過失割合が9対1になってしまう交通事故のパターンなども、チェックしてみてください。

交通事故の過失割合はどのように決められるか

交通事故では、加害者と被害者の過失割合が判断されます。その割合は、事故によって様々です。10対0の過失割合で、加害者に100%の過失があると判断されることもあります。その一方で、被害者にもわずかな過失割合が認められることがあります。

例えば、過失割合9対1の場合は、加害者にほとんどの過失があるものの被害者にも不注意などがあったことを意味しています。

被害者にしてみれば自分に過失は1ミリもなかったと思っているかもしれませんし、加害者にしても自分の過失割合が多すぎると感じることがあるかもしれません。交通事故の過失割合は、加害者と被害者が加入している保険会社の担当者が話し合って決められるのが通常です。

その基準となるのは、過去の裁判例。過去に判決された例を基にして、実際の交通事故の状況を照らし合わせていきます。過失割合の決定は、民事上の問題です。そのため、警察が介入することはありません。加入している保険会社によって、過失割合の交渉が有利になったり不利になったりすることはあり得ます。

事故の当事者間で話し合いをして過失割合を決めて示談に持ち込む場合でも、保険金の支払いにその過失割合が適用されるわけではありません。正当な過失割合になっているかどうかは、保険会社が決めています。

交通事故のパターンから見る過失割合

交通事故には、様々な状況があります。事故の状況をパターン化して、過失割合を決めるときの参考にすることもあります。例えば、歩行者と四輪自動車の事故の場合、青信号で横断歩道を渡っている歩行者に赤信号を無視して進入した車は100%の過失割合を負うのが通常です。

ところが、駐車場の通路で歩行者と四輪車が衝突した場合は過失割合9対1になり得ます。両者が安全確認をしながら、通行する必要があるからです。駐車スペースの場合も、同様の割合になりがちです。交差点で直進車同士が事故を起こした場合、一方が優先道路なら9対1の過失割合になりやすいです。

これは、優先道路を通行していても、安全な速度と方法で進行する義務が道路交通法で定められているため。信号機のない交差点で右折車が優先道路に出てきた場合の事故でも、優先道路を通行している車両に10%の過失があります。

四輪車と自転車の交通事故の場合も、見ておきましょう。信号機のない交差点で、明らかに広い道路から進入してきた自転車が狭い道路から進入してきた四輪車と衝突することがあります。この場合は、自転車に10%の過失割合があります。
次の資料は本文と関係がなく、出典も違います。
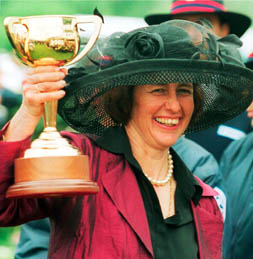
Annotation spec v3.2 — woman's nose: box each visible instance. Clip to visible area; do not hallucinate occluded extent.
[165,96,181,113]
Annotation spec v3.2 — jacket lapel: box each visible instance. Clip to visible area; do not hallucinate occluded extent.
[102,162,153,256]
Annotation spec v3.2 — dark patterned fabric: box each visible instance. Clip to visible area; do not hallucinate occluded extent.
[59,20,253,135]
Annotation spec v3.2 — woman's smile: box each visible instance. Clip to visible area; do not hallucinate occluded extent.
[126,83,194,149]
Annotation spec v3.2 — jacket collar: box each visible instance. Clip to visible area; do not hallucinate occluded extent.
[96,128,153,255]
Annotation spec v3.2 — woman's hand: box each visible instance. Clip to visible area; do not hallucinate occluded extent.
[5,66,67,141]
[21,66,67,118]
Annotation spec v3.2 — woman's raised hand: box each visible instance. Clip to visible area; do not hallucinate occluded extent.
[5,66,67,141]
[22,66,67,120]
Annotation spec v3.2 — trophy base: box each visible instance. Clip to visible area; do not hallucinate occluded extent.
[6,155,99,198]
[6,179,99,198]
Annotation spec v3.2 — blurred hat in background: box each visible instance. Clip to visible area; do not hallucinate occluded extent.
[145,0,251,37]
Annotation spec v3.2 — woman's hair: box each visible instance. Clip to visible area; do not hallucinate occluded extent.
[102,85,203,125]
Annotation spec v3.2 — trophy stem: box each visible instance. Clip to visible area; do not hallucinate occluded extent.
[43,101,58,128]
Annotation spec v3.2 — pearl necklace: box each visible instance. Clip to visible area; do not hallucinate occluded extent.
[143,151,174,186]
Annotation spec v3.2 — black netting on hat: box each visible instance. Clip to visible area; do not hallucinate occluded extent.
[59,20,253,135]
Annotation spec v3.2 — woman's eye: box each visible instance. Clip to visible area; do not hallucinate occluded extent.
[151,88,166,94]
[178,87,193,95]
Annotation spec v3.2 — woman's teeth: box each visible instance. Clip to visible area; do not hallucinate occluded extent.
[155,118,178,126]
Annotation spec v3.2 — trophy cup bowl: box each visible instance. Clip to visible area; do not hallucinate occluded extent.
[4,15,102,198]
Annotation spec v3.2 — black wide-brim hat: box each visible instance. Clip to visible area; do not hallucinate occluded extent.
[59,20,253,135]
[245,52,253,69]
[145,0,251,37]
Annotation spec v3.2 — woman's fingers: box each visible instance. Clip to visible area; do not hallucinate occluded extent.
[23,80,66,93]
[22,66,67,117]
[26,90,65,106]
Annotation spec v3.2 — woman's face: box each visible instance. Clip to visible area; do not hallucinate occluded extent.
[126,83,194,149]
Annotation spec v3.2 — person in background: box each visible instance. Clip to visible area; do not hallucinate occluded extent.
[0,20,253,259]
[220,53,253,259]
[0,51,25,127]
[145,0,251,161]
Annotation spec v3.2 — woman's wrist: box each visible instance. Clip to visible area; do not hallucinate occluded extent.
[3,107,41,141]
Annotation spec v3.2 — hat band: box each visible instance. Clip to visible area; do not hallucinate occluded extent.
[171,1,225,14]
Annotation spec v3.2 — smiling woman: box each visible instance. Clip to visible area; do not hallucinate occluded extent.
[0,20,253,259]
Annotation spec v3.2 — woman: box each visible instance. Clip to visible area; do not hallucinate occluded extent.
[0,20,253,259]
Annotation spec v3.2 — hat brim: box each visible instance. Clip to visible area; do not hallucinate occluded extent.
[245,59,253,69]
[144,11,251,37]
[59,59,253,135]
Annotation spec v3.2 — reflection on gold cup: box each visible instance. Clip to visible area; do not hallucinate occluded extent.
[4,15,102,198]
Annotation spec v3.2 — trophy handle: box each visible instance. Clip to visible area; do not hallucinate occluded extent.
[4,16,29,63]
[68,15,102,65]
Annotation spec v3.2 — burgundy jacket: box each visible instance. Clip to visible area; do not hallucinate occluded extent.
[0,132,223,259]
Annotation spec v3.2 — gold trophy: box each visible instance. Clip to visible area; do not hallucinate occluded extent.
[4,15,102,198]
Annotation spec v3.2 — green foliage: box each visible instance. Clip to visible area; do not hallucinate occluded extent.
[0,227,20,259]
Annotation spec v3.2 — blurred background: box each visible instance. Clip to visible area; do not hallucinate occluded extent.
[0,0,253,259]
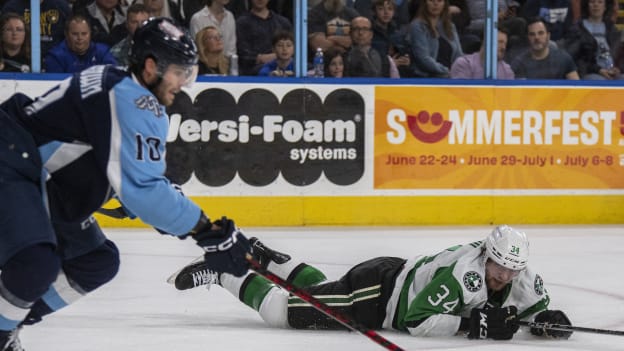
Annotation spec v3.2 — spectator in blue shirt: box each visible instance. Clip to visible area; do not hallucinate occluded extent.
[236,0,292,75]
[2,0,71,57]
[44,14,117,73]
[258,31,295,77]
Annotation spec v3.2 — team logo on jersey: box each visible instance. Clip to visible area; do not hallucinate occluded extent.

自転車と歩行者の衝突事故でも、歩行者の過失割合が10%になることがあります。例えば、工事中などで車道通行が許されている場合に、車道で歩行者と自転車が衝突した場合がこのケースに当たります。自転車は車両の一種ですから、自転車に乗る人と歩行者の双方が交通事故を起こさないように気をつけることが大切です。

過失割合が9対1になった場合の慰謝料

過失割合が9対1、つまり10%以上の過失判定をされてしまうと、そのぶん慰謝料が減額されることになります。慰謝料は、加害者の過失割合が100%でない限り、双方が支払うのが通常です。例えば四輪車同士の交通事故でAさんに90%、Bさんに10%の過失割合が決まったとします。

それぞれの損害は、Aさんが100万円、Bさんが70万円です。すると、AさんはBさんに63万円、BさんはAさんに10万円の慰謝料を支払わなければなりません。もしも過失割合が10対0なら、BさんはAさんに1円も慰謝料を払う必要がなくなります。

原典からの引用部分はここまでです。